Voilà ce qui est important, mais que l’opposition oublie : la prison n’est que la privation de liberté. Elle n’est pas le manque d’amour, la violence dans les couloirs ou l’atteinte au corps. Il est de notre responsabilité de dire que le chemin de l’emprisonnement est encore, à nos yeux, incompatible avec nos valeurs fondamentales. C’est pourquoi il faut travailler sur ce sujet.
Un deuxième point me semble essentiel : il faut passer d’une culture de l’enfermement à une culture du contrôle réel et efficace de l’action publique visant à prévenir la délinquance. Il y a très longtemps, le directeur d’un centre pénitentiaire au Canada m’avait expliqué que son travail le plus important consistait non pas, contrairement à ce que tout le monde croyait, à bien s’occuper des détenus, mais à préparer leur sortie.
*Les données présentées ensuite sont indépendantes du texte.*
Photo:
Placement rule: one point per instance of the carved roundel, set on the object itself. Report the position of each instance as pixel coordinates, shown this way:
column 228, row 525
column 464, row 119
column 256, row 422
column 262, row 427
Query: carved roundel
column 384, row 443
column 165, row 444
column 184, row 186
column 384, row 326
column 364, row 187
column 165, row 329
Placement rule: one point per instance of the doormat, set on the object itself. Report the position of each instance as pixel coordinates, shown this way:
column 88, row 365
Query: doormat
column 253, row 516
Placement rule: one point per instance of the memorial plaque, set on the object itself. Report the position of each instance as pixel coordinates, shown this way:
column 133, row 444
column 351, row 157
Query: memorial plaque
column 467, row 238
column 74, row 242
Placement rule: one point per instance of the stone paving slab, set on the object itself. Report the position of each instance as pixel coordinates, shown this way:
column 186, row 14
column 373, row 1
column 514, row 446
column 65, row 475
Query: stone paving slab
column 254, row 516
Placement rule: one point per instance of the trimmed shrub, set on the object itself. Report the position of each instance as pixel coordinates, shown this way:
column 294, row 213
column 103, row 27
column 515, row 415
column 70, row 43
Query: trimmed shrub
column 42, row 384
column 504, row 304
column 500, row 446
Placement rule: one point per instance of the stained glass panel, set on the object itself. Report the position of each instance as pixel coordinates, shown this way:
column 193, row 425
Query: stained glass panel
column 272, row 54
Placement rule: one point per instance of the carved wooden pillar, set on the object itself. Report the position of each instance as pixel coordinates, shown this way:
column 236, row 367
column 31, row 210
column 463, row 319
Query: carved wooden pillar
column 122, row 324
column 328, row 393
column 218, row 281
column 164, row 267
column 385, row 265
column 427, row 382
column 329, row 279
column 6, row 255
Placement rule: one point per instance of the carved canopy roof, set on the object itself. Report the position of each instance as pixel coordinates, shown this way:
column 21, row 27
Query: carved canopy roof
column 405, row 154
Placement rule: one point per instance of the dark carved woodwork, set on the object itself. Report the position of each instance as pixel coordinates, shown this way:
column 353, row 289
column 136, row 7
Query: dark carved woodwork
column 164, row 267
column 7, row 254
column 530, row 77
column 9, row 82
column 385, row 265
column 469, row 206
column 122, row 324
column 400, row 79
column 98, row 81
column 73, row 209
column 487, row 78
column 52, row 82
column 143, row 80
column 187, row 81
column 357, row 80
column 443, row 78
C’est même là, selon lui, le plus grand service qui peut être rendu à la civilisation.
Nous le savons tous car nous avons développé cette idée pendant des mois : lorsqu’un détenu entre en prison, sa sortie est le problème essentiel de son incarcération et la responsabilité principale des acteurs publics. L’emprisonnement ne peut pas être la seule solution pour régler les déviances et les manquements de nos concitoyens à la règle pénale. C’est d’ailleurs pour cela que nous sommes allés au fond des choses. Cela a été compliqué ; il y a eu des débats. De fait, il est difficile d’être certain que la mesure proposée va dans le sens du progrès et qu’elle n’altérera pas les dispositifs existants.
Ce texte est non pas un slogan, mais une pierre de l’édifice que nous devons incessamment construire pour consolider notre « pénalité moderne », pour reprendre l’excellente expression que vous avez utilisée, madame la garde des sceaux. Ainsi, il faut rendre efficace le système pénal de notre pays, l’adapter tout en veillant à la préservation des grands principes républicains et humanistes qui ont construit son histoire mais qui sont aussi – en tout cas, c’est ce que nous voulons – le chemin de son avenir.